После обеда, изрядно навеселе — для образного сравнения, поводов для особенной радости не было ни у того, ни у другого, — господа городской почтмейстер и заводской сторож двинулись в направлении площади Канцурова.

Никогда прежде Яромир не бывал внутри помещений почты, хотя несчитанное число раз проходил мимо. Писем он не ждал ниоткуда, тем паче здешнее почтовое сообщение предполагало лишь связи с подобными же городами-универсалиями, а никак не с реальным внешним миром. Поток корреспонденции был огромным, судя по однажды услышанной Митенькиной жалобе, но отнюдь не конкретно-информативным, по большей части представляя собой обмен поздравительными нотами и копиями верительных грамот новоизбранных или новорожденных правителей. Ультиматум града Девяти Рек случился скорее выходящим из общего ряда исключением, чем правилом, причем доставлен был не по почтовому ведомству, а лично достопочтимым Сыма.

Служебные владения Ермолаева-Белецкого размещались в том же строении с готическим порталом, что и редакция газеты, с тем лишь отличием, что доступ в них открывался с торца здания, обращенного в сторону муниципального особняка, как раз наискосок от каретного подъезда. Вывески городская почта не имела и вовсе никакой, хотя, по утверждению Митеньки, изначально нарядная табличка, писанная сусальным золотом по малахиту, украшала входную, обитую железом дверь, но однажды была отдана для реставрационной заботы дворнику Мефодию, с той поры более никто ее в глаза не видел. Зато у Луки Раблезиановича, на приватной полке за кассовым аппаратом, возникли в ряд семь приносящих удачу слоников, сработанных кустарно из малахитового камня и в чудных золотистых узорах, будто ненароком и случайно разбросанных тут и там.
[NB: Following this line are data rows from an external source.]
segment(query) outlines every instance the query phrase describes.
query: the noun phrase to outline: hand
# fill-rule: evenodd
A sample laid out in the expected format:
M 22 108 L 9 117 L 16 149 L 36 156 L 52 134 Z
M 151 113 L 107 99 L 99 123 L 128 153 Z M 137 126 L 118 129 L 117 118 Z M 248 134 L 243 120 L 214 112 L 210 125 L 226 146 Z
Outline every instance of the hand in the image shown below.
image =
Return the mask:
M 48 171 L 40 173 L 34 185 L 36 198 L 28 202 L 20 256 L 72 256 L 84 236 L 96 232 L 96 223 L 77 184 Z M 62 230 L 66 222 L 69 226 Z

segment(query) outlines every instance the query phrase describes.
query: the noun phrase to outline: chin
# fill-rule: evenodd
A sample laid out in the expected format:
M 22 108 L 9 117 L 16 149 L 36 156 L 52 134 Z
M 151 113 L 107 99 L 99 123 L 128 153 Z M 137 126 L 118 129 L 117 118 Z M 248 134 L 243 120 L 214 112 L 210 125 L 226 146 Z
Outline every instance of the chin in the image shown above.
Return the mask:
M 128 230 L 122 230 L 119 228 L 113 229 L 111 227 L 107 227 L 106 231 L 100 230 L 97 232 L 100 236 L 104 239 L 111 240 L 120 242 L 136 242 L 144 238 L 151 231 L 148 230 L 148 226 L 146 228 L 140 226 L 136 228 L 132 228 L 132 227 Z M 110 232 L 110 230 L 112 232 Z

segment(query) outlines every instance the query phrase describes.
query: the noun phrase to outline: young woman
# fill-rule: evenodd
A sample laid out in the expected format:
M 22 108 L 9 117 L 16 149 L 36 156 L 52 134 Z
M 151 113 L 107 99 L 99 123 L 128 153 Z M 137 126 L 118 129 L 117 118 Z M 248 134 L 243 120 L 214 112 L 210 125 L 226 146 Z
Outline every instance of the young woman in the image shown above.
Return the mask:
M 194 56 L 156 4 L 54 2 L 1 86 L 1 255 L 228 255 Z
По утверждению хозяина распивочной «Мухи дохнут!» — недавно открытое наследство от покойной бабушки. Спорить с Лукой Раблезиановичем никто не стал, ибо в городе он считался первейшим старожилом и местные обитатели не помнили не то что его бабушку, но и самого внучка молодым. А новую вывеску Ермолаев-Белецкий заказать так и не удосужился. Безымянной стояла почта. Казус сей не был большой бедой, ибо каждый встречный-поперечный и без того знал ее место нахождения, а кто не знал, мог запросто спросить и тут же получить всеобъемлющий ответ.